Trip report January/February 2009

Mother Nature did not cooperate this time.

My last visit had been in May 2008, and I travelled to Sosúa again on 24 January 2009, staying for 2 ½ weeks at the Casa Marina Reef hotel. Many Dominicans and non-Dominicans were sick or had symptoms of flu. I was also unable to escape this entirely.

Several appointments were shifted to the second week because of it, and then the prolonged heavy rain started, certainly breaking precipitation records. This seriously impedes public life, because moving blindly through a grey curtain, unable to distinguish the deep potholes everywhere in pavements and roads, makes it a type of Russian roulette. School visits had to be postponed, because the children were also unable to get to school.Nevertheless, I was able to do most of what I had planned for the foundation (Stichting).
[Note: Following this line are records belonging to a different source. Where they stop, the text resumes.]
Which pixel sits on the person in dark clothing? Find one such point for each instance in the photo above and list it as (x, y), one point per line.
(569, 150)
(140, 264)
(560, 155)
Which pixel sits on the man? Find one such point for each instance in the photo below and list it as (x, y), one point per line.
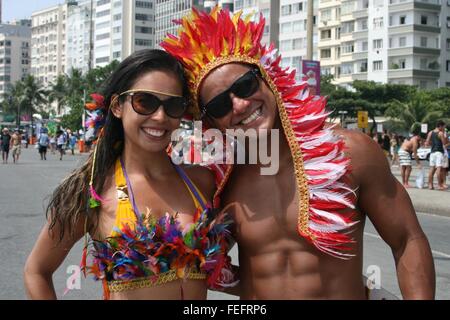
(297, 230)
(436, 139)
(409, 147)
(43, 143)
(6, 144)
(16, 142)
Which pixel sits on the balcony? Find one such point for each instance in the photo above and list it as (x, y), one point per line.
(405, 51)
(397, 5)
(359, 76)
(359, 55)
(412, 73)
(410, 28)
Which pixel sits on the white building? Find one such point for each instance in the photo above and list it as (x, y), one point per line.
(387, 41)
(293, 35)
(80, 35)
(121, 28)
(169, 10)
(48, 43)
(271, 13)
(14, 54)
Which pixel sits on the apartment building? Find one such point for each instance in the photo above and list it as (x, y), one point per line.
(121, 28)
(15, 52)
(387, 41)
(80, 35)
(48, 43)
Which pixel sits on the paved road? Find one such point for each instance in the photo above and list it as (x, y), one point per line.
(23, 188)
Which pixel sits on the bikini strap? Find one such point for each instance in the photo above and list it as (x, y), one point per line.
(197, 196)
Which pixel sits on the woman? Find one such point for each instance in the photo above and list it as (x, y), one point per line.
(155, 234)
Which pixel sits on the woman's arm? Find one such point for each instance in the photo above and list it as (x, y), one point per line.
(45, 258)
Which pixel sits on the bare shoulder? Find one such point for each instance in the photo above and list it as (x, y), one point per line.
(365, 154)
(203, 179)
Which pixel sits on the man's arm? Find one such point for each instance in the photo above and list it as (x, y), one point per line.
(388, 206)
(428, 141)
(443, 139)
(415, 147)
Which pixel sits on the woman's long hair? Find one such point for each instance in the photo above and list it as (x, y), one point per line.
(69, 203)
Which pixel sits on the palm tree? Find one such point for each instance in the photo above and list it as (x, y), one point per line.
(34, 97)
(419, 109)
(58, 92)
(14, 99)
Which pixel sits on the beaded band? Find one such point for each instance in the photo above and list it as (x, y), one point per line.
(140, 283)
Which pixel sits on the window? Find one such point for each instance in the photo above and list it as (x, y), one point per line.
(378, 44)
(363, 24)
(423, 20)
(325, 34)
(286, 10)
(325, 15)
(377, 65)
(423, 41)
(348, 47)
(363, 67)
(423, 84)
(143, 42)
(338, 33)
(286, 27)
(348, 27)
(377, 23)
(347, 68)
(365, 46)
(298, 44)
(423, 63)
(325, 53)
(286, 45)
(298, 25)
(297, 7)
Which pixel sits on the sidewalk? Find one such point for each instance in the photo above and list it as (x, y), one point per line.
(425, 200)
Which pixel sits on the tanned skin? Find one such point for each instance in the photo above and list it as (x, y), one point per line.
(275, 262)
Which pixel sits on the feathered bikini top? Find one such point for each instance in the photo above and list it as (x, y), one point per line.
(144, 251)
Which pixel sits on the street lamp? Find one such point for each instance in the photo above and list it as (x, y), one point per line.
(342, 114)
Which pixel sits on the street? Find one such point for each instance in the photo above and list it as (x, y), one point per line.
(24, 187)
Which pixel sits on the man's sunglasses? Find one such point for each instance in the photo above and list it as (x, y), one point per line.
(145, 103)
(243, 88)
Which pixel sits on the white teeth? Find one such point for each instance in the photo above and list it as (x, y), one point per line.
(255, 115)
(155, 133)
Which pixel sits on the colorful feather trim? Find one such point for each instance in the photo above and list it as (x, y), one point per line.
(155, 246)
(206, 41)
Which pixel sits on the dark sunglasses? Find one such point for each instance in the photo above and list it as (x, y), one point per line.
(146, 103)
(244, 87)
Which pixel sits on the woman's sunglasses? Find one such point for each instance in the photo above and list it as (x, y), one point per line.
(145, 103)
(244, 87)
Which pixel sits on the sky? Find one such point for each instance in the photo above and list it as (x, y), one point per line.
(21, 9)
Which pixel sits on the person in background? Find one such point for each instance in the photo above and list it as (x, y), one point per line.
(72, 142)
(395, 146)
(409, 147)
(16, 145)
(6, 142)
(438, 142)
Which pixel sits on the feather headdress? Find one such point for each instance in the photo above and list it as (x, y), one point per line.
(206, 41)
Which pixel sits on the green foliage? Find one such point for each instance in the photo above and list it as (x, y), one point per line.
(67, 93)
(403, 105)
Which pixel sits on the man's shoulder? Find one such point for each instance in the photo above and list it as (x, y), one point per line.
(362, 150)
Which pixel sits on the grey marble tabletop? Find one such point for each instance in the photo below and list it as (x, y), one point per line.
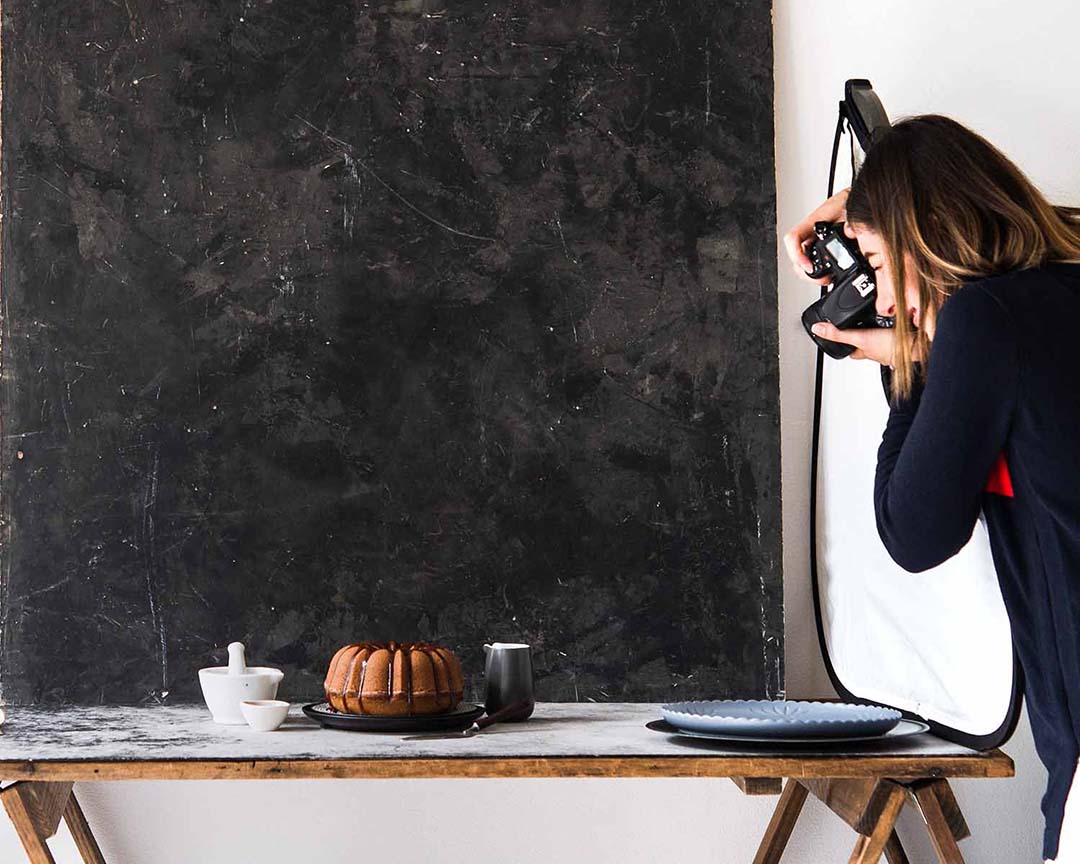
(574, 729)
I heard that the Sosúa Kids Org. is going to become a foundation, which is to be applauded. I met two new future board members of the foundation accompanied by Janet and Karen. They are now working on their website to update it again. Because several of their voluntary workers also have fulltime jobs, they often have too little time to arrange everything. Life in the Dominican Republic is very much harder than ours, partly due to the climate, and everything you want to do is very time-consuming. This always confronts me when I am there.

I had almost daily contact with Judith of the Colegio Evangelico Asher. I handed over a lot of nice children’s T-shirts to her, with ‘Holland’ and suchlike printed on them, which were donated by Fox Productions, a company in Weesp, east of Amsterdam. The piles of new children’s shorts, which I always take with me, were very welcome as usual. Lots of pens, pencils and nice second-hand clothes donated by my friends were also gratefully received. I visited the Colegio, of course, when the weather permitted of course and saw lots of familiar faces again. There, I was happy to see the rows of ‘butacas’, school chairs with small half tables, which our Stichting paid for in November 2008. One lady teacher, who recently married and moved away, has been replaced by a male teacher. There are now more than 200 children registered. In addition, there are some 40 mothers and grandmothers enrolled in the evening courses that teach them to read and write.I admire these male and female teachers who remain faithful to the school and continually refuse offers for better-paid jobs in state schools. Sad to say, our Stichting cannot contribute more than we now do.

MIVA, a Dutch foundation (Stichting), has met the 2008 request from Judith’s Colegio and paid 90% towards a vehicle, which the school urgently needs. I supervised the request and now had the contract with me to bring back signed. The ‘Asher Foundation’, which Judith set up for the Colegio in 2008, has become the owner of the ‘camioneta’, a pick-up truck. This vehicle enables pupils to be picked up from neighbouring villages and, for example, groups of pupils can be taken to a museum in Puerto Plata as part of the lessons. I also made a couple of visits to two state schools, at which I received full cooperation from the directors and the staff. I understand more and more that small private schools are indispensable and must be supported,
09luperon4because the government does not provide that. There is nowhere for small children to be cared for while their mothers have to go to work, because their fathers are not there for them. There is also no remedial teaching for children with learning difficulties at the state schools. One state school has computers, while another school no longer has any backs to the chairs the children sit on. There are now some school uniforms being distributed very sparsely by the government to poor children. This sounds much better than it actually is, because quite a lot disappears and never reaches these children.

This time our foundation also made another 5,000 euros available for the projects. Because, since May 2008, the euro has fallen some 25% against the dollar and with it the Dominican peso, this meant that I was also only able to donate a quarter less; thus, a considerable negative difference and that in times of constantly rising prices. A ministering angel on the spot was Bob, who made up the difference. Just like all the previous times, I noticed that you have to be there to get the best insight into the situation and on that basis can adjust things, if necessary.

Rightly, but also very justifiably, I am asked in the Netherlands from time to time whether I keep a good overview of the funding, i.e. whether the money is properly disbursed in the Dominican Republic and does not just disappear. This is also one of the reasons why I regularly travel to the Dominican Republic. However, I have the impression that we view a developing country much more critically than our own country. Reports also repeatedly appear in the Netherlands about how money disappears here. On the ‘KPN Vandaag’ website in February, I read after my return that 22 billion euros of government money for handicapped and chronically sick people had disappeared, and that there are no forms of accounting and details about the patients concerned. The Ministry of Health, the Lower House of the Dutch Parliament, and the Netherlands Court of Audit have no insight into the expenditure.
All of us in the Netherlands have had to contribute considerably for this; and now this money has just disappeared, what are we doing about this ourselves? Are we not therefore applying double standards?